Fish was here, practicing for the upcoming Pilot Pen Tennis tournament, while Blake, from nearby Fairfield, was just practicing, period. Commitments for his upcoming new clothing line, along with other appearances he's scheduled to make next week in New York, are preventing him from playing in the tournament he's won twice and created a fan phenomenon -- the J Block -- in the process.
For Fish, who lost to Blake in the 2007 Pilot Pen finals, there are no commitments for clothing lines, no personal appearances, just tennis. And maybe, just maybe, that's why Fish is climbing up the rankings ladder and Blake is going in the opposite direction.
Once ranked as high as No. 4 in the world, Blake is not even in the top 20 as he begins his preparation for the U.S. Open in two weeks. After an opening-round loss to Igor Kunitsyn on Tuesday in Cincinnati, Blake's 2009 record fell to 19-15. He has lost his last five matches, including two in Davis Cup play back in June, when he broke his toe walking into a suitcase in his hotel room in Croatia.
He stands at No. 24 now, falling below Fish, who's worked his way to No. 22, despite playing with a fractured rib also suffered in his Davis Cup match. Last year at this time, Fish was sitting in the low 40s in the rankings, but he's already won this year at Delray Beach, Fla., reached the finals at San Jose, Calif., and made the quarters at Estoril (Portugal), Queen's Club (London) and Los Angeles.
And after reaching the finals at the Pilot Pen two years running, Fish, despite the injury, is looking forward to getting to the finals again. And this time, winning.

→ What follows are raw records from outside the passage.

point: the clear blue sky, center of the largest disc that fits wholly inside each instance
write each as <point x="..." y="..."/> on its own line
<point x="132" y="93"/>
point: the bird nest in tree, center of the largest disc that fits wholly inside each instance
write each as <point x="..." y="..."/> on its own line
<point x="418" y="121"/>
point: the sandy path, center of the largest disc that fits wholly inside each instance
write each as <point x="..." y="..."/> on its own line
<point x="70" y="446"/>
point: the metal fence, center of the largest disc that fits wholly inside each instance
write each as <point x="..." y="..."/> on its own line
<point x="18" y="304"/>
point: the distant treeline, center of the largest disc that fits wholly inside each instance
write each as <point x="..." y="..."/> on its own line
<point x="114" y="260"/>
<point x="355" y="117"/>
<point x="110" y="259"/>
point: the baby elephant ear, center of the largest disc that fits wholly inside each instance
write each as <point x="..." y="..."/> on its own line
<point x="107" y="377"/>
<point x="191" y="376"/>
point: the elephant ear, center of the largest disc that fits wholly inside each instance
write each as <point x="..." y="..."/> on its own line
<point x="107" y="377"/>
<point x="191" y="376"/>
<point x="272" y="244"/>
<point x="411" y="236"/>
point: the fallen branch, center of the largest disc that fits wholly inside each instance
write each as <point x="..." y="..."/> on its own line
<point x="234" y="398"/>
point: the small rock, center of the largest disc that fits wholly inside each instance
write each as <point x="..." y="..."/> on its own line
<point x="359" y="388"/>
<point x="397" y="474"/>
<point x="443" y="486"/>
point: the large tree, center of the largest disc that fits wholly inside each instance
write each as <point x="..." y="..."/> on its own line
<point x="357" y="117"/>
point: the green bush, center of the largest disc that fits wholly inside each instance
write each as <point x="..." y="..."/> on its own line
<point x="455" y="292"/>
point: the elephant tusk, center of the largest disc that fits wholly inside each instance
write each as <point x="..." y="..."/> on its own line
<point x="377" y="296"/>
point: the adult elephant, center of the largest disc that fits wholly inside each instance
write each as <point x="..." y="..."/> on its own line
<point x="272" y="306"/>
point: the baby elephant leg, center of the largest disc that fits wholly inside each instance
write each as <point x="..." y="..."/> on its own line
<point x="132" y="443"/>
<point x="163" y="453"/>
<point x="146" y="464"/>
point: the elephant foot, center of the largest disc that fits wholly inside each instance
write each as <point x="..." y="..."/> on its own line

"I got here early to try and prepare and do the best I can. I've always played this tournament before the Open. I love coming here and I've had some success here," Fish said after a two hour-plus workout with Blake. "I always play the week before because I try to gain as much confidence as I can going into a Slam. It's been frustrating sitting at home watching these guys in TV."

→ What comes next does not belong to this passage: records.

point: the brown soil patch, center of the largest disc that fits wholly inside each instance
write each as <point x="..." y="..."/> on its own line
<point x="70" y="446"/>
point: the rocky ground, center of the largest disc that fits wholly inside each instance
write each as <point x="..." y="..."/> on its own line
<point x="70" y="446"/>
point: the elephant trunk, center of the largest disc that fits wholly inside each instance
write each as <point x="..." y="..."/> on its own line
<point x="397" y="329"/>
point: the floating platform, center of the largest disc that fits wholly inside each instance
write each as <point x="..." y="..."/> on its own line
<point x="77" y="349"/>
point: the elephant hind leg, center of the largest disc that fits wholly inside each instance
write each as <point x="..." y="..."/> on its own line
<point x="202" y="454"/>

Fish broke the rib 45 minutes into his Davis Cup match against Marin Cilic, a five-set match that went 4½ hours before Fish fell 6-4, 3-6, 7-6 (3), 1-6, 6-8. Since, he's played only in Los Angeles and Washington, D.C., winning one of three matches.

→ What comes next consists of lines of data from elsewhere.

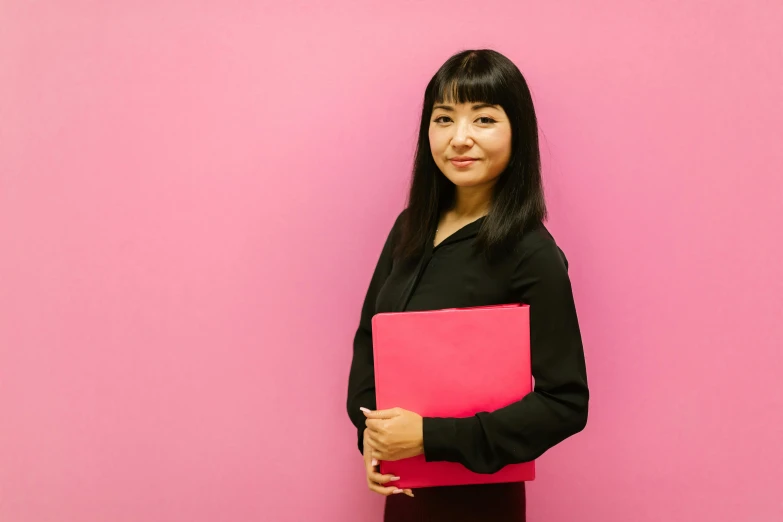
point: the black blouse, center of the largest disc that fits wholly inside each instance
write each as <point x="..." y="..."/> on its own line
<point x="452" y="275"/>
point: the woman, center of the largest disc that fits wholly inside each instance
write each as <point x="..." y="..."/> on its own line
<point x="473" y="234"/>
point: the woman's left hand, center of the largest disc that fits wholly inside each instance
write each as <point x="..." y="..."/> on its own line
<point x="394" y="434"/>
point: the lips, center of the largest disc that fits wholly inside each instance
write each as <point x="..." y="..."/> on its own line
<point x="462" y="162"/>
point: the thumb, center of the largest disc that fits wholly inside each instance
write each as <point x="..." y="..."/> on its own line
<point x="381" y="414"/>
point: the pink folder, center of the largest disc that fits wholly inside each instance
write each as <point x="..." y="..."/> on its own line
<point x="453" y="362"/>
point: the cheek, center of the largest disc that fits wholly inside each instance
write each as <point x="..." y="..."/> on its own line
<point x="436" y="142"/>
<point x="499" y="145"/>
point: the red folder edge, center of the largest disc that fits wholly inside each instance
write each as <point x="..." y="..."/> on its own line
<point x="429" y="474"/>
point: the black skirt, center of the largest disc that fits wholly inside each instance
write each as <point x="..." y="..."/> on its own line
<point x="474" y="503"/>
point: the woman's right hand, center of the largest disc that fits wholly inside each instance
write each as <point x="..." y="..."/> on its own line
<point x="375" y="481"/>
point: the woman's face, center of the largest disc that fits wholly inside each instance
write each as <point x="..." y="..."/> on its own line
<point x="479" y="131"/>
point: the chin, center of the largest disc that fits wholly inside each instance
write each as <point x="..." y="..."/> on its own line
<point x="466" y="179"/>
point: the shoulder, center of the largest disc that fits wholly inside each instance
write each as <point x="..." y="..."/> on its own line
<point x="538" y="250"/>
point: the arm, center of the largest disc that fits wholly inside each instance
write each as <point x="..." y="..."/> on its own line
<point x="361" y="379"/>
<point x="556" y="409"/>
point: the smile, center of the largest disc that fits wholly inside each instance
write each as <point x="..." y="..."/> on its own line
<point x="463" y="163"/>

"Incomplete is probably the best way to describe my game," he said. "I had an injury. We found out that it was a broken rib. That was a little frustrating. I've laid off of serving, serving is the only thing that gets it (hurting), so I've laid off that for he better part of two weeks and here we are."
Fish could have decided against playing in the Pilot Pen, wanting to rest his injury before the Open. But unlike a lot of the other big names on Tour, who gear up for the Open with some R&R, Fish gears up with a lot of P&P, practice and play.
"I like to come and play in a tournament," he said. "I like getting match practice over just practice practice."
You would think Blake would have the same mindset. He's coming off a dismal summer of competition, injured toe notwithstanding. You would have thought that the Pilot Pen, the scene of perhaps his greatest triumph in 2005, would have been the perfect place to rock with the J Block and get some confidence-building wins under his belt before the U.S. Open. But apparently, there are too many off-the-court activities filling his calendar these days.
"There are a lot of things going into it (the decision). I would love to play in Connecticut. I love playing here. I love the fans, they seem to appreciate my style of tennis," Blake said. "But I do have a lot of commitments. I have my clothing line coming out. I have a lot of stuff to do for that."
Blake pointed a finger at the ATP, blaming the schedule -- there are 1000 Masters Series events (which are mandatory for Blake) in Montreal and Cincinnati before New Haven -- as reasons for his inability to include the Pilot Pen on his calendar. However, in both 2007 and 2006, Blake played Montreal, Cincinnati and New Haven back-to-back-to-back before heading to the Open.
At least he left the door open about returning in 2010.
"I can definitely see myself coming back here. The fans here are the greatest," he said. "It was just this year was a little too tough, especially with how the scheduling has been for the ATP. That makes it really difficult. I think there are going to be some tweaks to the ATP schedule, and when that happens, this would be the first spot I'd look at to have a change in the calendar to make it possible for me to play here."